Los santos inocentes, una de las novelas más experimentales de Miguel Delibes, nos lleva un poco más allá. La duda es el precio que hemos pagado por nuestra libertad. Si Dios fuera una evidencia, ejercería una coerción invencible, reduciendo nuestra existencia a una mera colección de automatismos. No seríamos amigos de Dios, sino sus siervos. Sin embargo, la huella de Dios está en el mundo. Como apunta Lévinas, es lo primero, el primer dato que irrumpe en nuestra conciencia. Cuando contemplamos el rostro del otro, de inmediato brota el mandato de respetar su vida y acudir en su auxilio. La primera consecuencia del pecado original es el asesinato de Abel. Ese crimen confirma que el ser humano ha perdido el paraíso. En Los santos inocentes, la desgraciada familia de Paco y Régula nos convoca, demandando nuestra solidaridad. No es un sentimiento adquirido, sino algo espontáneo. Es la «huella» de la que habla Lévinas y que Miguel Delibes plasma de forma inequívoca gracias a la razón narrativa. 
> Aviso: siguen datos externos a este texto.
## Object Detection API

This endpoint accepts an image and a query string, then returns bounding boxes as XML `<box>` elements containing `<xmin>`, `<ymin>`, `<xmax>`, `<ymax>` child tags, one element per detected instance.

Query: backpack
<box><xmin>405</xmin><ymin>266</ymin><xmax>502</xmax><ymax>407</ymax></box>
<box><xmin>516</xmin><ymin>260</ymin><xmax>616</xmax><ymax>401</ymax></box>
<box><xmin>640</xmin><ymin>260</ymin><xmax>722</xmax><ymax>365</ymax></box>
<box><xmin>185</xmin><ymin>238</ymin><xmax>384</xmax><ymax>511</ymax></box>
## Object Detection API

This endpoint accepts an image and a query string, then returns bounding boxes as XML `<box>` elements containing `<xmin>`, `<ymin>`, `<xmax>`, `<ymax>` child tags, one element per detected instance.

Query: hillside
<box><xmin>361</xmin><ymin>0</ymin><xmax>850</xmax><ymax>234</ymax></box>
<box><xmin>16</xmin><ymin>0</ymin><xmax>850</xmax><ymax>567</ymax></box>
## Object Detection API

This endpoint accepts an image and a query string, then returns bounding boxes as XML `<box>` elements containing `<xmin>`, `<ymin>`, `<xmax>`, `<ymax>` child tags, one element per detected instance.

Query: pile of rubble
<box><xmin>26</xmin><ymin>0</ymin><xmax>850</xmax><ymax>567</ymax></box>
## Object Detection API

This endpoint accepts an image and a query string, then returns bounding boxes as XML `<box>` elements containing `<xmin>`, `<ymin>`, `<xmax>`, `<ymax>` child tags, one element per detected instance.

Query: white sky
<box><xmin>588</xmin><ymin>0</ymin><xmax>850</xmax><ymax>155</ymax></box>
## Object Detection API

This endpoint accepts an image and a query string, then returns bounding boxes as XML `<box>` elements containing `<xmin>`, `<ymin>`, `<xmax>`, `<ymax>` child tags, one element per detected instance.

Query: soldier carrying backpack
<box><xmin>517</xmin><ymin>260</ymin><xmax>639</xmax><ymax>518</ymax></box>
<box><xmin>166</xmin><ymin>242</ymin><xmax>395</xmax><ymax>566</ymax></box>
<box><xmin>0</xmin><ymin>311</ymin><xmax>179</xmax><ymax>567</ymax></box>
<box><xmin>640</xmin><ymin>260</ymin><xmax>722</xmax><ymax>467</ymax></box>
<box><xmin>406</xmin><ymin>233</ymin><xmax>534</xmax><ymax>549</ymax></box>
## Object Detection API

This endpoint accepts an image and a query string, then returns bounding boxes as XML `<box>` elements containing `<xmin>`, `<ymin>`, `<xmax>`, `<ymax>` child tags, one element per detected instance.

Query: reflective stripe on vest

El ángel terrible de Rilke

Se ha hablado infinidad de veces de la muerte de la novela. Es un diagnóstico sin fundamento, pues incluso como entretenimiento, la forma más elemental del arte narrativo, sigue viva, respondiendo a una humanísima necesidad. En un tiempo donde la noción de verdad se tambalea, la novela es el espacio donde acontece la comprensión, pues explora las distintas regiones del alma humana, introduciendo una forma de inteligibilidad que no está al alcance del pensamiento científico, siempre unilateral y unívoco. La realidad es un poliedro y solo la novela puede cubrir sus múltiples caras

¿Cuáles son los límites de la razón narrativa? El acercamiento al misterio último de Dios. Jesús ha puesto rostro a Dios, pero no ha agotado su vasta realidad: «Deus semper maior». De ahí su dimensión trinitaria, que refleja una compleja vida interior. Dios solo es una palabra que denota un campo semántico inabarcable. Para aventurarse en ese dominio, hay que recurrir a la razón poética, que nos proporciona un conocimiento metafórico. El «ángel terrible» de Rilke siempre estará en el umbral de ese misterio, proclamando que lo invisible soporta lo visible. Dios es la fuente original de la vida o, por utilizar una expresión de Henri Bergson, «el esfuerzo creador de la vida». No es una fuerza ciega, pero tampoco un ídolo al que podamos representar. Su existir excede cualquier forma o representación. Solo la razón poética o la intuición mística pueden proporcionarnos una experiencia de lo inefable. ¿Qué o quién es Dios? Para Rilke, un árbol que crece en nuestro interior y cuyo fruto solo conoceremos al final de los tiempos. No me parece una mala metáfora. No permitamos que ese árbol muera.